Consider the isosceles triangle in the Figure below.
Let $\overline{AB} = 2\sqrt 3$ and $\angle CAB = \angle CBA = 70°$. $CH$ is the altitude and $\angle DAB =30°$.
Then you have $\overline{AD} = 2$ and $\overline{DH} = 1$.
Draw from $D$ the line parallel to $AB$ that meets $AC$ in $E$. Also take $F$ on $CE$ so that $\angle FDE = 70°$.
$\triangle ADF$ is isosceles, thus $\overline{DF} = 2$.

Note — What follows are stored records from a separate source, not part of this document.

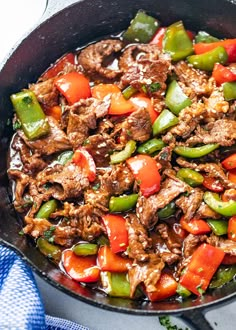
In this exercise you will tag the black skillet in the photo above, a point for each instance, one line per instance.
(58, 33)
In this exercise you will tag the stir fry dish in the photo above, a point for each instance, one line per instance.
(123, 162)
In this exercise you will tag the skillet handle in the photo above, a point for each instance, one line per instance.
(196, 320)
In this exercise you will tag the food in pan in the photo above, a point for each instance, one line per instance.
(123, 163)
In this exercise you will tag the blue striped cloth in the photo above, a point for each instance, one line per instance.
(21, 306)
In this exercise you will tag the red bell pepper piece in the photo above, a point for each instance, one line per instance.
(58, 66)
(228, 44)
(212, 184)
(195, 226)
(145, 170)
(111, 262)
(232, 228)
(119, 105)
(165, 288)
(142, 101)
(201, 268)
(229, 163)
(83, 159)
(223, 74)
(82, 269)
(117, 232)
(74, 86)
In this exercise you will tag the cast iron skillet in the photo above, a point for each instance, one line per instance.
(71, 27)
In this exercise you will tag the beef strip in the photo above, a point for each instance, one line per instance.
(92, 58)
(212, 169)
(222, 131)
(139, 242)
(190, 204)
(55, 141)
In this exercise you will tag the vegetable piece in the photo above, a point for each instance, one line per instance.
(49, 250)
(213, 200)
(195, 152)
(219, 227)
(145, 170)
(47, 209)
(205, 37)
(32, 118)
(74, 86)
(191, 177)
(207, 60)
(201, 268)
(115, 284)
(142, 101)
(229, 163)
(142, 28)
(85, 249)
(212, 184)
(229, 91)
(223, 74)
(111, 262)
(59, 66)
(151, 146)
(82, 269)
(117, 232)
(228, 44)
(176, 42)
(195, 226)
(167, 211)
(223, 275)
(83, 159)
(118, 104)
(164, 288)
(124, 154)
(165, 120)
(122, 203)
(176, 100)
(232, 228)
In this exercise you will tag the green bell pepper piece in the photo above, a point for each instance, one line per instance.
(223, 275)
(191, 177)
(227, 209)
(46, 209)
(30, 114)
(205, 37)
(142, 28)
(151, 146)
(207, 60)
(229, 90)
(124, 154)
(122, 203)
(176, 42)
(165, 120)
(49, 250)
(175, 99)
(219, 227)
(167, 211)
(85, 249)
(195, 152)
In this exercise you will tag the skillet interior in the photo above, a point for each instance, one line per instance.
(68, 29)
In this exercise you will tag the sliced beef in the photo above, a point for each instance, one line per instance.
(146, 272)
(139, 242)
(190, 204)
(195, 79)
(222, 131)
(46, 92)
(55, 141)
(137, 126)
(63, 182)
(100, 146)
(117, 180)
(93, 57)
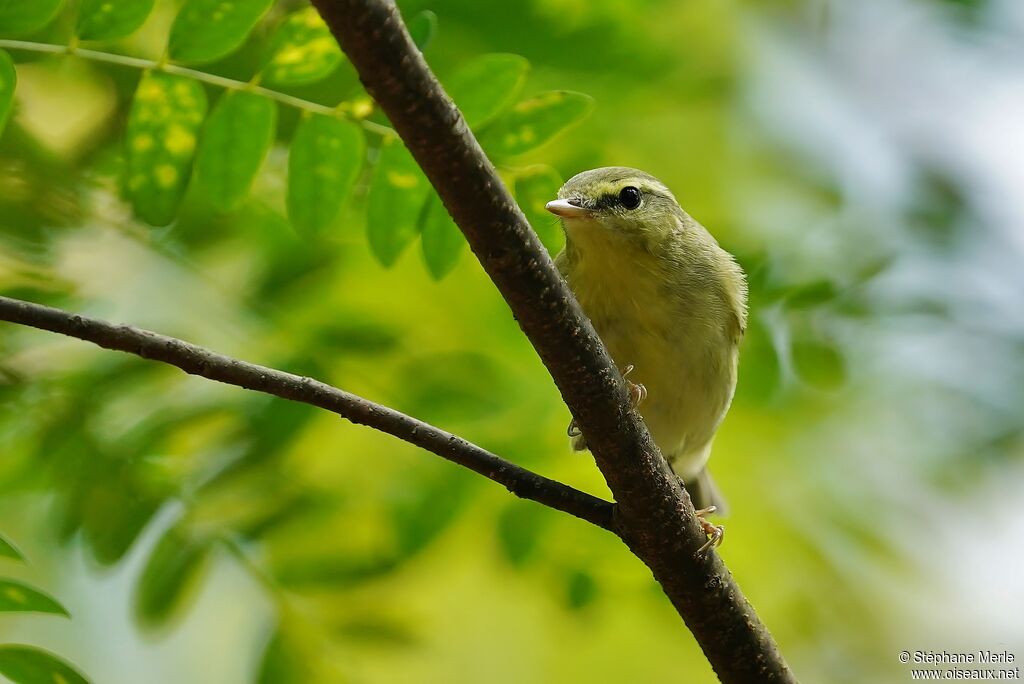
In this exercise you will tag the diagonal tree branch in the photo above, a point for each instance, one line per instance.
(653, 514)
(197, 360)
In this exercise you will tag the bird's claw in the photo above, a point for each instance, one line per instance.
(637, 391)
(715, 532)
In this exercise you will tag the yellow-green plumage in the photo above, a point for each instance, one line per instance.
(666, 299)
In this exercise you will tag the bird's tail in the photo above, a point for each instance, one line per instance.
(705, 493)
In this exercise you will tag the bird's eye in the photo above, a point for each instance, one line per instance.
(630, 197)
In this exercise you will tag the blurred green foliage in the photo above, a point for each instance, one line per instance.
(255, 540)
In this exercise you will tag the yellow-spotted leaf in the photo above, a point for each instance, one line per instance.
(536, 186)
(535, 121)
(325, 160)
(236, 140)
(442, 242)
(8, 550)
(8, 79)
(485, 86)
(208, 30)
(397, 191)
(302, 50)
(27, 665)
(171, 573)
(17, 597)
(422, 29)
(111, 19)
(22, 16)
(161, 137)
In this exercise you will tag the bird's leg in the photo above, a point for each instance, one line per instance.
(637, 394)
(715, 532)
(637, 391)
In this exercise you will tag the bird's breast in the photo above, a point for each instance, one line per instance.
(686, 361)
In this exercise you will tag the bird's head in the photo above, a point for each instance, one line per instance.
(627, 203)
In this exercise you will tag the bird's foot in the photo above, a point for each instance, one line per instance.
(637, 391)
(715, 532)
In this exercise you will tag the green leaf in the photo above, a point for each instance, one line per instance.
(485, 86)
(8, 80)
(22, 16)
(519, 529)
(301, 51)
(809, 295)
(284, 663)
(17, 597)
(26, 665)
(208, 30)
(535, 121)
(163, 127)
(323, 165)
(536, 186)
(397, 191)
(442, 241)
(236, 140)
(819, 364)
(8, 550)
(111, 19)
(171, 572)
(422, 29)
(581, 590)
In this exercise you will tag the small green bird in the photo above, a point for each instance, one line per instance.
(670, 305)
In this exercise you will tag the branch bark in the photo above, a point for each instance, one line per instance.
(200, 361)
(653, 514)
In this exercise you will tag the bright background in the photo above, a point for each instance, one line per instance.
(862, 159)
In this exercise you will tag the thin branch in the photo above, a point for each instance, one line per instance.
(195, 74)
(198, 360)
(653, 514)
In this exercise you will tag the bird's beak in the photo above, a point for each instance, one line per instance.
(566, 209)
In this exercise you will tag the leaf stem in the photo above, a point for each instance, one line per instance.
(203, 77)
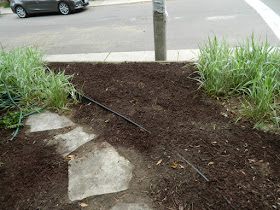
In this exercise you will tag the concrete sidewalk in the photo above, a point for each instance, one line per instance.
(189, 55)
(94, 3)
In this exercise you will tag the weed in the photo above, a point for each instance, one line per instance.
(250, 69)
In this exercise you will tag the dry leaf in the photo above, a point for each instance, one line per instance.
(71, 157)
(242, 172)
(159, 162)
(83, 205)
(174, 165)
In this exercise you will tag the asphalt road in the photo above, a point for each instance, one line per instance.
(125, 28)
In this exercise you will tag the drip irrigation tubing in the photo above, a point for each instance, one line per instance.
(206, 179)
(87, 99)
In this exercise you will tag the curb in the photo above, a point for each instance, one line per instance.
(186, 55)
(98, 3)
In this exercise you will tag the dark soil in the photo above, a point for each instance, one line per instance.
(241, 163)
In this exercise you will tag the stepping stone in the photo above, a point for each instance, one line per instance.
(131, 206)
(98, 172)
(47, 121)
(69, 142)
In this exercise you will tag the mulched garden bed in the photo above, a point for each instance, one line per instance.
(241, 163)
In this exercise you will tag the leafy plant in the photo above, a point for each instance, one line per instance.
(250, 70)
(26, 82)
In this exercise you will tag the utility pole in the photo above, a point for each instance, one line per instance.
(159, 14)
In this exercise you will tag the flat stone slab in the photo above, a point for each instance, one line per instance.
(98, 172)
(69, 142)
(47, 121)
(131, 206)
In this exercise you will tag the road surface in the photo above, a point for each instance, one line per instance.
(125, 28)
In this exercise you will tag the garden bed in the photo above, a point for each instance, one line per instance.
(242, 164)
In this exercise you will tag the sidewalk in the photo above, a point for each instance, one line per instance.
(92, 3)
(187, 55)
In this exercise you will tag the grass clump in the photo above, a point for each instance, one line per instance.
(24, 69)
(26, 84)
(251, 70)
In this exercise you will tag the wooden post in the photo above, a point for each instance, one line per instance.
(159, 19)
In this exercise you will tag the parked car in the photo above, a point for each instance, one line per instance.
(25, 7)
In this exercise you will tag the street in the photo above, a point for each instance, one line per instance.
(129, 27)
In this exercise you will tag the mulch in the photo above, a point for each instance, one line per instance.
(241, 163)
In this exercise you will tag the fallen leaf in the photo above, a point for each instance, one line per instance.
(83, 204)
(159, 162)
(71, 157)
(242, 172)
(224, 114)
(174, 165)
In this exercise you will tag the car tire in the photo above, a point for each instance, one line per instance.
(64, 8)
(21, 12)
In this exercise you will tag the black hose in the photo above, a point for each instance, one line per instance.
(87, 100)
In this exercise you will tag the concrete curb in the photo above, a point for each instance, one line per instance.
(187, 55)
(96, 3)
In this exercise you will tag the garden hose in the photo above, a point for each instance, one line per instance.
(87, 99)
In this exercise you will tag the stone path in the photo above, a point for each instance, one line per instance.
(99, 171)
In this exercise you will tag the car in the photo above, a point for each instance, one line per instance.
(25, 7)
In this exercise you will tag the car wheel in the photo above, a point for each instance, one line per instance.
(21, 12)
(64, 8)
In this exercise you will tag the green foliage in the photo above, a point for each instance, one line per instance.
(251, 70)
(28, 80)
(25, 69)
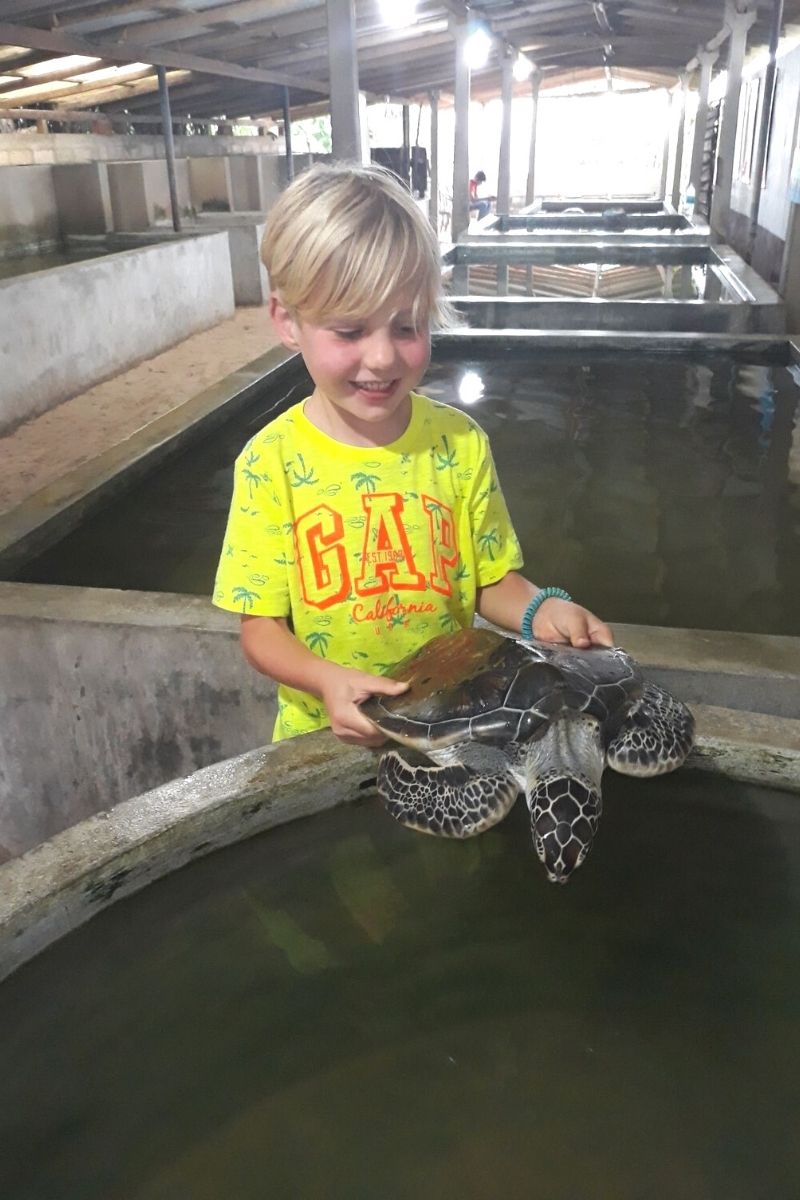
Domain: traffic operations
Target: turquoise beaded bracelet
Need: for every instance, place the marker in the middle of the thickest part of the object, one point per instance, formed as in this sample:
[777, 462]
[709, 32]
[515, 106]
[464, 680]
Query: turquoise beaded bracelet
[527, 627]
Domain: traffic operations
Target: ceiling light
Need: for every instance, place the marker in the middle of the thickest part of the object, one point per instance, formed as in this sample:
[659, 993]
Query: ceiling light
[55, 66]
[109, 73]
[470, 388]
[476, 48]
[398, 13]
[523, 69]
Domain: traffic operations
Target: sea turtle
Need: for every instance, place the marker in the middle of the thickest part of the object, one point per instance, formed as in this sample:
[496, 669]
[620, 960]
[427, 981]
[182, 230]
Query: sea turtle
[499, 717]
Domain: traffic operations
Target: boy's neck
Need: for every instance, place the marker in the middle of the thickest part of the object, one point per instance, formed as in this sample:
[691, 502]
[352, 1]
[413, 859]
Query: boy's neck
[348, 430]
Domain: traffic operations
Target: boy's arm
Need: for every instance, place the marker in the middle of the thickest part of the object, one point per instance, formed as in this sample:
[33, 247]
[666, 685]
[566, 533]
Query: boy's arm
[555, 621]
[270, 646]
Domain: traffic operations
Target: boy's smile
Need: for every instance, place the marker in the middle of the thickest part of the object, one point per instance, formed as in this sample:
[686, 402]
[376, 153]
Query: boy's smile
[362, 369]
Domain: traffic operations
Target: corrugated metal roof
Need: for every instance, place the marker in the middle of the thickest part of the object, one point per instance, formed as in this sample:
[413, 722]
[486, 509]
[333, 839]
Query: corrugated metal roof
[235, 58]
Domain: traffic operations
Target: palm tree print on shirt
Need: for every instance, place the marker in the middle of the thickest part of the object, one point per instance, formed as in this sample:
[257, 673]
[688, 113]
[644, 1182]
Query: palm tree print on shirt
[254, 478]
[446, 459]
[305, 475]
[362, 480]
[317, 641]
[487, 540]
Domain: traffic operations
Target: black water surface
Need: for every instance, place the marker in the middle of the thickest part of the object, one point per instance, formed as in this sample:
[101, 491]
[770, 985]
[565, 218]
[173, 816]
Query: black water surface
[25, 264]
[343, 1009]
[657, 490]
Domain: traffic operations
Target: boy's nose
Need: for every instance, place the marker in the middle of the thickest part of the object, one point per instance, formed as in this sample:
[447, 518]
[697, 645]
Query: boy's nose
[379, 351]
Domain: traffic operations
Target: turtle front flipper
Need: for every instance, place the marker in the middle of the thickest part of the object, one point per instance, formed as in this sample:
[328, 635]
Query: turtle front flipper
[655, 737]
[565, 811]
[452, 801]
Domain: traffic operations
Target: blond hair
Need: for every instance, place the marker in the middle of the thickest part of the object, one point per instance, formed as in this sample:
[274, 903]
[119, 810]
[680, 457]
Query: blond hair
[346, 240]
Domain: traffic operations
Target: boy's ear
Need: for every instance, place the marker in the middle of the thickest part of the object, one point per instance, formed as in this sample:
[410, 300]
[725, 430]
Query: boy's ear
[284, 323]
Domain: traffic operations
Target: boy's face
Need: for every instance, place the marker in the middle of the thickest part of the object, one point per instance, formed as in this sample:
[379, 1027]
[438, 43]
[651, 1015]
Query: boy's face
[362, 370]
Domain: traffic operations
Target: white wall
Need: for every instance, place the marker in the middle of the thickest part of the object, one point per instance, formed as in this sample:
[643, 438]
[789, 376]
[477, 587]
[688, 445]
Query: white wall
[774, 207]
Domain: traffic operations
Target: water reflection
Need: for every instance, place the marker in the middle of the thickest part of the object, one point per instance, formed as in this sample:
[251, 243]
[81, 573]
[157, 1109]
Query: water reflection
[346, 1009]
[470, 388]
[605, 281]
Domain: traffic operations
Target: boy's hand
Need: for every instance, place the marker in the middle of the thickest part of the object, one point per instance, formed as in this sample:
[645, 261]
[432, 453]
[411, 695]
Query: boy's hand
[342, 690]
[560, 621]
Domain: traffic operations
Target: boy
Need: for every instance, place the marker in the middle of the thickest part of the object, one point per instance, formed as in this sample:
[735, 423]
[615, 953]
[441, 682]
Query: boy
[476, 201]
[366, 519]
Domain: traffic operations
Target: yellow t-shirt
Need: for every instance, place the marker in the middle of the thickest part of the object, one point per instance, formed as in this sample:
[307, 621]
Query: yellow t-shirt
[371, 551]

$\triangle DEF$ is isosceles so $\overline{EF} = 2$.
$\triangle DFC$ is isosceles so $\overline{FC} = 2$.
$\overline{CE} = 4$, and then $\overline{CD} = 4\sin 70°$.
Your expression comes from the relationship
$$\overline{CH} = \overline{CD}+\overline{DH},$$
that is
$$\sqrt 3 \tan 70° = 4\sin 70°+1.$$
I'll review your steps from here (up to this step everyhing is correct):
\begin{eqnarray} B&=& \frac{2\sqrt 3 \cos (40) + 2 \sin(40)-2\sqrt 3\cos(80)-2\sin(80)}{\sqrt 3 \cos (40)-\sin(40)}=\\ &=& \frac{4\left[\frac{\sqrt 3}2 \cos (40) + \frac12 \sin(40)-\frac{\sqrt 3}2\cos(80)-\frac12\sin(80)\right]}{2 \left[\frac{\sqrt 3}2 \cos (40)-\frac12\sin(40)\right]}=\\ &=&2\frac{\sin (100) -\sin (140)}{\sin(20)}. \end{eqnarray} Then everything is correct again, I think.